Chute de plain pied

Télécharger cette fiche

Un quart des accidents du travail résulte de chutes de plain-pied. Trébucher, faire un faux pas… plus généralement perdre l’équilibre sur son lieu de travail peut arriver à tout le monde. Ce type d’événement très commun est souvent considéré comme bénin et inévitable. Pourtant, les conséquences de ces accidents sont aussi graves que celles des autres accidents de travail. Ils sont même parfois fatals. Pour prévenir ce risque, la sensibilisation est nécessaire, ainsi que le diagnostic afin de mettre en place des mesures de prévention adaptées à l’entreprise.

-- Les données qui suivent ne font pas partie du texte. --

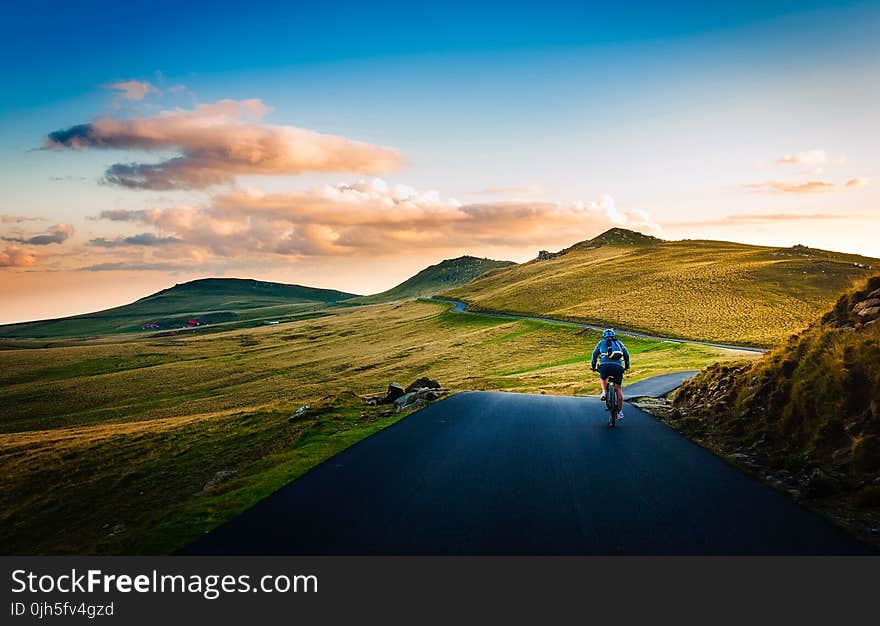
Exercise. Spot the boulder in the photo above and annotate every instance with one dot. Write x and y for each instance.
(866, 304)
(821, 483)
(395, 392)
(423, 383)
(401, 402)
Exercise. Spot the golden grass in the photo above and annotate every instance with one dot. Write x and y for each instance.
(104, 445)
(705, 290)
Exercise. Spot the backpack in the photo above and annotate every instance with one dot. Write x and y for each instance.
(614, 351)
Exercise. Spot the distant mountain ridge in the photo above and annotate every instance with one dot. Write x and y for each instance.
(436, 278)
(204, 301)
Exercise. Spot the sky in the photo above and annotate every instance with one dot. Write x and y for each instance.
(349, 145)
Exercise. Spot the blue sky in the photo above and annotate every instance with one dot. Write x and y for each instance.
(682, 112)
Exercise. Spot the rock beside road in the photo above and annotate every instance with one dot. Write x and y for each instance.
(414, 395)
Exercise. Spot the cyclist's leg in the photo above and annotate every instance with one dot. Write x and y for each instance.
(619, 389)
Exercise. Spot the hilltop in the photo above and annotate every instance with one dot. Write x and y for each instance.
(434, 279)
(205, 301)
(806, 415)
(692, 289)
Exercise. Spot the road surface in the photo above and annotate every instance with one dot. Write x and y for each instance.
(656, 386)
(501, 473)
(461, 307)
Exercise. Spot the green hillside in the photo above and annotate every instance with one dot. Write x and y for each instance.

Il s’agit des accidents pour lesquels le premier événement imprévu est une interaction entre le pied de la victime et un support. Les glissades, trébuchements, faux-pas et autres pertes d’équilibre sur une « surface plan » sont tous regroupés sous l’expression « accidents de plain-pied », y compris s’il n’y a pas à proprement parler de chute, la victime peut avoir rétabli son équilibre.

Selon les cas, ne sont prises en considération que les surfaces ne présentant aucune rupture de niveau ou bien présentant des ruptures de niveau réduites, telles que trottoir, marches ou plan incliné. Sont exclues de ce champ les pertes d’équilibre entraînant des chutes de hauteur : du haut d’escabeau, d’échelles, d’échafaudages, etc…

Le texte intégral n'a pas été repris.